Peers' Expertise

Baroness D'Souza

Last Wednesday a small group of us went in the early morning to the Whitechapel Gallery to see some paintings and sculpture of artists who had been supported by the  British Council and whose work now formed part of the BC’s collection. Very sensibly, we focussed on just a few, for example an early Henry  Moore sculpture and a Lucien Freud portrait of his first wife – full of tension and uncertainty clasping as she did the thorny stem of a rose – all this  background conveyed to us by the director of the collection. There were too works by Graham Sutherland, Anish Kapoor, Bridget Riley and Damien Hirst. A real treat.

On the bus returning to the House of Lords, Lord Brooke of Sutton Mandeville, kept up a running commentary about the various historic sites we passed: Vintners Hall was famed for being the only site in London to have hosted a dinner at which five reigning monarchs dined – in the 14th Century. This record was only broken in 1992 when the Queen hosted a dinner for seven Nordic heads of state at the opening of the Scandinavian Exhibition. The statue of Eros in Piccadilly is apparently a pun; he faces Shaftesbury Avenue (originally owned by the Earl of Shaftesbury) and is intent on burying his shaft.

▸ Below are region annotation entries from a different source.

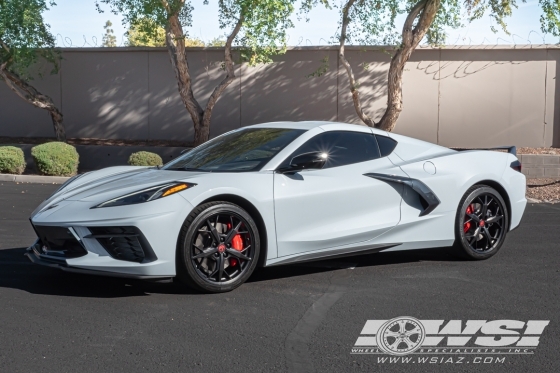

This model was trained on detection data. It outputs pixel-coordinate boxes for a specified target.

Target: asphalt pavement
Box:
[0,182,560,373]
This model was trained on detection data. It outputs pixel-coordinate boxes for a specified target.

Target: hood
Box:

We agreed by the end of the bus journey that Peter Brooke was like the rogue Autolycus in the Winter’s Tale “a snapper-up of unconsidered trifles.”

6 comments for “Peers' Expertise

  1. Croft
    22/05/2009 at 3:50 pm

    Your bus full of peers – surely there should be some comedic collective noun for peers on the lines of a shrewdness of apes / parliament of owls 😉 – rather reminds me of an image halfway between Summer Holiday (1963) and the parody of the same name ending the Young Ones!

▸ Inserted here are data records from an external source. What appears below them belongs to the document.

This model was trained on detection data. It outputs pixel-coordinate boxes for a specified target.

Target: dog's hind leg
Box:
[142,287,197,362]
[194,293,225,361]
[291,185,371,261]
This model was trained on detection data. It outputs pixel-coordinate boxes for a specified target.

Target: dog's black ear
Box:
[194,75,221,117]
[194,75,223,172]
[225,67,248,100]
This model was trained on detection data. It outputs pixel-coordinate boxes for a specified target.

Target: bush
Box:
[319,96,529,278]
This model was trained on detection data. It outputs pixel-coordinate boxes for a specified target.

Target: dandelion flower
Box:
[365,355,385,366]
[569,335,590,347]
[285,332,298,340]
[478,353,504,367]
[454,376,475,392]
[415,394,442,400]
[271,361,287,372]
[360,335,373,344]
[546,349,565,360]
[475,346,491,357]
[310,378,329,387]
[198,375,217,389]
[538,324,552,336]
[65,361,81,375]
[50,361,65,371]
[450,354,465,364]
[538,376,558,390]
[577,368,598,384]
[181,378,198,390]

    The statue of ‘Eros’ as I remember is not Eros but I believe his brother Anteros which would have suited the primness of Victorian society much better.

    I was aware of Lord Brooke but didn’t know until googling that both his father and mother (Can anyone pronounce her title correctly on the first attempt?!) also received life peerages which must amount to something of a record only almost matched by the likes of the Asquiths – which in finding that out I see one of the Lords of the Blog is the son of another Asquith! 😯

  2. 22/05/2009 at 3:54 pm

    Isn’t the statue meant to represent Eros’ brother Anteros?

  3. Matt Korris
    23/05/2009 at 8:25 am

    A quick search seems to suggest that it is Anteros not Eros. And that the official name may be simply ‘The Lord Shaftsbury Memorial’.

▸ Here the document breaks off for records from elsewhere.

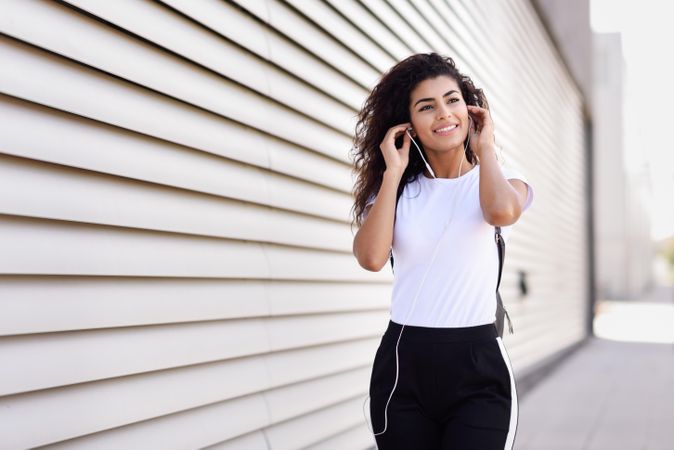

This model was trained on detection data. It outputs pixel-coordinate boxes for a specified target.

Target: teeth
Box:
[435,125,456,133]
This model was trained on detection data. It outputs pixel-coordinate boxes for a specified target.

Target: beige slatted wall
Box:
[0,0,587,449]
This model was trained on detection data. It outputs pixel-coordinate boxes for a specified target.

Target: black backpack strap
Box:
[494,227,505,291]
[494,226,513,335]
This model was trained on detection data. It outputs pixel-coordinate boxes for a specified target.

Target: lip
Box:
[433,123,459,136]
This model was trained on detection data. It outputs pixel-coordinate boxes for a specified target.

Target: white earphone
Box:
[405,114,473,178]
[363,111,473,436]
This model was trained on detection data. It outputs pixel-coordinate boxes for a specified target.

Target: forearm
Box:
[472,147,521,225]
[353,171,402,272]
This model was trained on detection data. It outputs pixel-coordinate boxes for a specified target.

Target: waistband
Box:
[383,320,498,342]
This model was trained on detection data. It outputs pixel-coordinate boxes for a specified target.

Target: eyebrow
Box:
[414,89,459,106]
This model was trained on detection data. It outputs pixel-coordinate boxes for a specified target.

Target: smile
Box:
[433,125,459,136]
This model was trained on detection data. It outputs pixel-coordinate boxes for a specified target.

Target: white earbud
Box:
[405,127,437,178]
[405,114,473,178]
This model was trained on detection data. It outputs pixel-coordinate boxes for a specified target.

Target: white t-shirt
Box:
[366,164,534,327]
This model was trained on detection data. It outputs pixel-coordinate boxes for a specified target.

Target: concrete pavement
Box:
[515,287,674,450]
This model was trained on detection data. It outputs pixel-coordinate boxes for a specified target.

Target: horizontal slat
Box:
[0,36,351,163]
[265,395,365,450]
[0,311,386,395]
[327,0,412,59]
[307,418,375,450]
[18,0,357,134]
[39,392,269,450]
[235,0,380,89]
[0,95,353,204]
[0,354,374,448]
[282,0,395,73]
[0,276,391,335]
[0,154,353,253]
[204,431,269,450]
[162,0,367,109]
[0,215,384,281]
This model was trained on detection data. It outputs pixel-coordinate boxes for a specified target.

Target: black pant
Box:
[370,321,519,450]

    Another bit of trivia, the pun of the archer burying the shaft on Shaftsbury Avenue was undermined when the statue was moved. Originally the archer pointed his bow and arrow in the direction of Shaftsbury Avenue (to the north-east of the circus), however if you look at Anteros now, he faces away from Shaftsbury Avenue to the south-west.

    (That’s what I was told at any rate!)

    Matt Korris
    Hansard Society

    • Croft
      23/05/2009 at 9:05 am

      Matt: With a hat tip to laidbacklazyman I’ve just been looking at some photos which seem to answer the direction question.

      • Matt Korris
        23/05/2009 at 10:01 am

        Darn, I was wrong. Cheers Croft!

  4. baronessdsouza
    26/05/2009 at 11:33 am

    You are such a cultured lot! Words fail me but I shall most certainly point Lord Brooke in the direction of these comments.